ドアを開けたら...

〜竜姫〜

「紺野、ちょっと...」
同じゼミの中川に呼び出された。
「何?今度のゼミコンパか?たしか中川とあたしが幹事だったよな?」
酒宴好きのうちの教授のために、月1位でゼミのコンパがある。おかげでうちのゼミは皆仲がいい。
「あぁ、それは俺がやっとくよ、来週ぐらいな。そうじゃなくて、紺野お前やっぱり久我と付き合ってるのか?」
「え?あ...うん。」
照れる。きっと顔真っ赤なはずだ。
「あいつのどこがいいの?」
「へ?どこって、なんでそんなこと聞くの?」
「なんでって、あいつはすっごいたらしで、泣かせた女が多いって聞くから、そんな奴と付き合ったりしたら、お前がきっと不幸になると思って。」
なんかその言い方に腹がたった。曲がりなりにも元親友、現彼氏の悪口言われて黙ってるほど紺野竜姫は大人しくない。

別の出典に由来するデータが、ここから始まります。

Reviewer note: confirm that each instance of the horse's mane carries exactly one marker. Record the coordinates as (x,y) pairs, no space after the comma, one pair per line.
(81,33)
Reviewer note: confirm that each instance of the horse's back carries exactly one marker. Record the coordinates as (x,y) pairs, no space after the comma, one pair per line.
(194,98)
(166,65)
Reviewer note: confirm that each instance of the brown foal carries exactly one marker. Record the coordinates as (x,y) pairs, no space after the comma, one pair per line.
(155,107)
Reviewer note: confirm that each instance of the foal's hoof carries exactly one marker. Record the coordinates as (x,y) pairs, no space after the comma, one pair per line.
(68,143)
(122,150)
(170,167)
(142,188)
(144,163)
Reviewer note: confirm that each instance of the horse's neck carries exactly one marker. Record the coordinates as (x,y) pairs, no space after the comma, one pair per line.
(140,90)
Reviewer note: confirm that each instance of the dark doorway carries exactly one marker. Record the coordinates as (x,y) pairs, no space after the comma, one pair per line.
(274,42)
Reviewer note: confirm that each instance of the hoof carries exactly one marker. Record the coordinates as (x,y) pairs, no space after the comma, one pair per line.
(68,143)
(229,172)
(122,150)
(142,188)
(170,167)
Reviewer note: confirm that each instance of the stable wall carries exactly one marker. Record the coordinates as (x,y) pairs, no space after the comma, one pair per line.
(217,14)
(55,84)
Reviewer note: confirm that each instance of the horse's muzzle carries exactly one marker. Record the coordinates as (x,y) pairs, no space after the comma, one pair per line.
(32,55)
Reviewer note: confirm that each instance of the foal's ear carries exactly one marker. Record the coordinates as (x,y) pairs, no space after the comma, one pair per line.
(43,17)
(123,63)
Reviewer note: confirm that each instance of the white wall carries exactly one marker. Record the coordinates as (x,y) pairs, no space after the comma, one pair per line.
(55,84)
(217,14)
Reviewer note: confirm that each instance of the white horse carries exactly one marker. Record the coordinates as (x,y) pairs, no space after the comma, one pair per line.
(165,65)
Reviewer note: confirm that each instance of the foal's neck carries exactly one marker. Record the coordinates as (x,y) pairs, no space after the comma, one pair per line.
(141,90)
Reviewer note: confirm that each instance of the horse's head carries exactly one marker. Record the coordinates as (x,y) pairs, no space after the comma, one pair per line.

「何言ってんだよ、広海はそんな奴じゃない。あいつはいい奴だよ、そりゃそんな時もあったけど、それは...相手が広海について来れなかったんだと思う。あいつは映画の事になると、ほかの事見えなくなるからな。けど、中川にそんなこと言われる筋合いないと思うけど?」
ちょっとまくし立てる。いい奴だと思ってたのに...
さっぱりしてて、面白くって、ゼミのムードメーカーだ。なのに、人にケンカ売ってくるなんて、らしくないよ。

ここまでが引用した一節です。